Peki inek duasının yerini ne aldı? 2017’den itibaren filozof kılığına girmiş bir Mülkiyeli, protest kimliği tümüyle elinden alınmış, imam konsepti tamamen sansürlenmiş bir öğrenci tarafından okunmaya başladı. 80 yıllık İnek Duası da “İnekname” yapılmıştı. Gerçekten büyük ineklik…

18 Ocak’ta, 2016 Mülkiye İmamı Mehmet Can Tan’a açılan dava beraatle sonuçlandı. Bu hafta ise Mülkiye’de İnek Bayramı başladı.

Filozof kılığına girmiş bir öğrenci, “İnekname”yi okumak Aziz Köklü Salonu’nun (eski adı büyük amfi) kürsüsüne çıktı. 2017’den bu yana görünen bu inekname ritüelinin herkesin canını sıktığı biliniyor. İnekname, bu rejimin bir sembolüne dönüşüyor. Fakat ilginç bir şey oluyor. Filozof kılıklı öğrenci bir anda kılık değiştiriyor, cübbesini giyip, sarığını takıyor. İnek duası geri döndü.

Salon ıslıklardan, alkışlardan, kahkahalardan yıkılıyor. 2022 Mülkiye İmamı herkesi selamlayarak tezahüratlar, alkışlar arasından başlıyor duasına.

5 yıl aradan sonra geri döndü ve haykırmaya başladı;

BEN BİR İMAMIIIIIIIM, BEN BİR İMAMIIIIIIM…

Salonda ıslıklar, alkışlar, tezahüratlar, kahkahalar birbirine karıştı. Bu coşkuyu politik bir isyan olarak da değerlendirmek gerekir.

Derken, dönemin Mülkiye ruhu düşünüldüğünde garipsenmemesi gereken 5-10 öğrenci, sahneye yürüyüp, duayı engellemek istese de öğrencilerin yuhalaması eşliğinde salondan çıktı. Bu esnada salondan çıkan bir diğer isim de Dekan Orhan Çelik’ti.

Bu olayın ardından bir takım manşetler ve linklerini paylaşıyorum sizinle.

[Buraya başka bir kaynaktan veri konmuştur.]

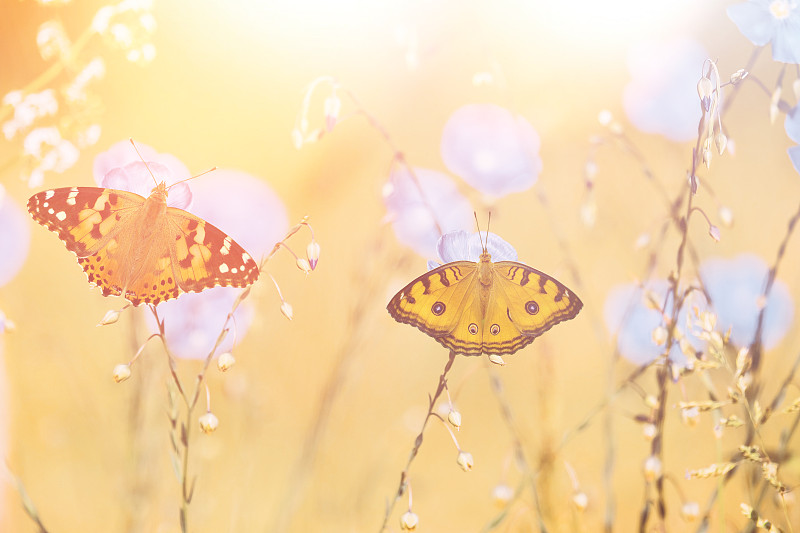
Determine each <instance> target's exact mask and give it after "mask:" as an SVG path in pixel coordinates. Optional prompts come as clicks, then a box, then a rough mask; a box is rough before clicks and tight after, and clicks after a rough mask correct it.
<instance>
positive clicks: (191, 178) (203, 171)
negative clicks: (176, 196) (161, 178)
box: [167, 167, 217, 190]
mask: <svg viewBox="0 0 800 533" xmlns="http://www.w3.org/2000/svg"><path fill="white" fill-rule="evenodd" d="M215 170H217V167H211V168H209V169H208V170H204V171H203V172H201V173H200V174H196V175H194V176H192V177H191V178H186V179H183V180H180V181H176V182H175V183H173V184H172V185H170V186H169V187H167V190H169V189H170V187H174V186H175V185H177V184H179V183H183V182H184V181H189V180H193V179H195V178H199V177H200V176H202V175H203V174H208V173H209V172H213V171H215Z"/></svg>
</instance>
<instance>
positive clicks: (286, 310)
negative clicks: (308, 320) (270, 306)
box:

TAKVİM: Siyasal Bilgiler Fakültesi’nde Kutsal İnek Bayramı adı altında İslam’a hakaret edildi! Müslüman öğrenciler tepki gösterdi. https://www.takvim.com.tr/guncel/2022/05/13/ankara-universitesi-siyasal-bilgiler-fakultesinde-kutsal-inek-bayrami-adi-altinda-islama-hakaret-edildi

YENİ ŞAFAK: Ankara Üniversitesi öğrencilerinden İslami değerlerin alaya alındığı “İnek Bayramı” etkinliğine tepki. https://www.yenisafak.com/video-galeri/gundem/ankara-universitesi-ogrencilerden-islami-degerlerin-alaya-alindigi-inek-bayrami-etkinligine-tepki-2234774

SABAH: Ankara Üniversitesi’nde İnek Duası skandalı. https://www.sabah.com.tr/gundem/2022/05/12/ankara-universitesinde-inek-duasi-skandali

Yine hedef gösteriyorlar. 163 yıllık kuruma adapte olmayı, ona saygı duymayı, onun birikiminden faydalanmaya gerek görmüyorlar. “Bu gerçekten hakaret mi yoksa burada başka bir şey mi oluyor” diye bile sormuyorlar. 80 yıllık bir mavrayı fakat politik derinliği de olan bir protestoyu kaldırıp, yerine inekname koydurtmayı kendilerine yakıştırabiliyorlar. Fakat yine de kurumu arzu ettikleri gibi razı edemiyorlar. Kurumlar yine de direniyor. İyi ki de öyle yapıyorlar.

*Tüllab: Talebe kelimesinin çoğulu. Mülkiye öğrencilerinin tamamını ifade ederken Bayram’da kullanılır.

**Hariciye: İlk kurulduğu yıllarda Dahiliye ve Maliye ile birlikte okulun 3 bölümünden biri. Bugün Uluslararası İlişkiler Bölümü’ne karşılık geliyor. Türkiye Cumhuriyeti diplomatlarını yetiştiren bölüm.

*** 2013 İnek Bayramı’na özel bir ifade. Dekan Yalçın Karatepe’nin okulun duvarlarına ince raf sistemi yaptırması alaya alınıyor.

****2013 İnek Bayramı’na özel bir ifade. Yine Dekan Yalçın Karatepe’nin gece yarısı kütüphanedeki öğrencilere çorba servisi organize etmesine takılıyorlar.